Supporting the underdog

Latest news from Dad. His never-ending headaches have finally ended. They won’t dog him for the rest of his life as he’d feared, and it seems the culprit was his tooth after all. Being headache-free (apart from the odd ones he always gets) has given him a new lease on life. That’s the good news. The less fantastic news is that he’s found blood in his urine and will be having tests, and who knows what they will turn up.

Old age. I often forget that Dad is five months short of seventy. Today I bumped into the elderly couple who live on the sixth floor. She had just been to the dentist. She showed me her teeth – she’s one of the several million Romanians who have none of the ones that sprouted naturally. This time they told me their ages – she’s 79, he’s 88. He told me that in the fifties and sixties, people used to stroll up and down what is now Piața Victoriei: it sounded like an Italian-style passeggiata. Now he said it’s full of gypsies and people who don’t care. The lift was out of order, so they had no choice but to painstakingly climb the stairs.
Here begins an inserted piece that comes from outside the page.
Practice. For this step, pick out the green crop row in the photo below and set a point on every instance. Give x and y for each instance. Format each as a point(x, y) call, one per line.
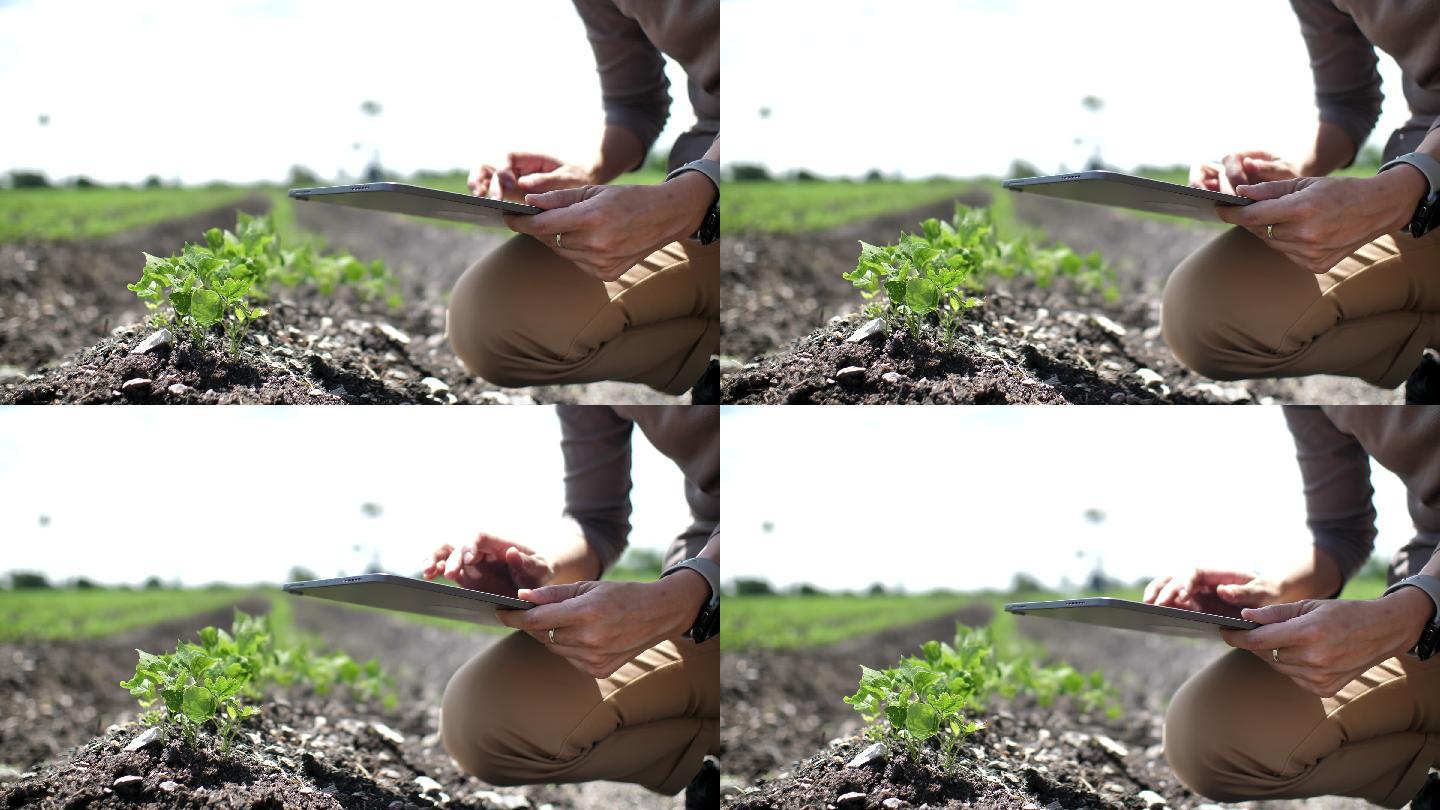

It’s been a tiring but productive week of lessons. On Tuesday I had my five-kilometre walk from the end of the tram line to Urseni to meet the 12-year-old girl. It was quite a trek, even if he road had been sealed since Google went there, apart from the last little bit. After the lesson her father took me into town (he was driving that way anyway), and in future her mother will pick me up from the last tram stop. I enjoyed the lesson – it made a refreshing change to teach a girl, after having a string of boys who play computer games endlessly and dream of being YouTubers when they grow up.

After my lessons today with the Cîrciumaru family, I was glued to live score updates from the first-to-ten fifth-set tie-break between Roger Federer and John Millman. Federer won six straight points from 8-4 down; Millman will surely be devastated. I wasn’t too happy either – I’m kind of over Fed now, and would have liked the gritty Aussie to have pulled off the upset on home turf (he did shock Federer in the US Open in 2018). I did a rough calculation in my head of the chances of a Federer comeback from 4-8 (which is a deep hole for anybody, even Federer), assuming both players are of an equal standard. The “answer” depends on how big advantage you think the server has on each point, but it’s somewhere in the region of 1 in 18. Obviously, if you drop the “equal standard” assumption and instead assume Federer has some kind of edge (probably a psychological one due to his vast experience), his chances go up, but I wouldn’t go any higher than one in a dozen.

I’ve watched bits and pieces from Melbourne. My favourite match so far has been the one between Tommy Paul and Grigor Dimitrov. Paul was up two sets but Dimitrov came storming back and served for the match in the fifth, only for Paul to break back and play an absolute blinder in yet another deciding tie-break. There have been so many.

And Serena is out, beaten by Wang Qiang 7-5 in the third set, while Coco Gauff had another massive result in beating last year’s champion Naomi Osaka in two sets.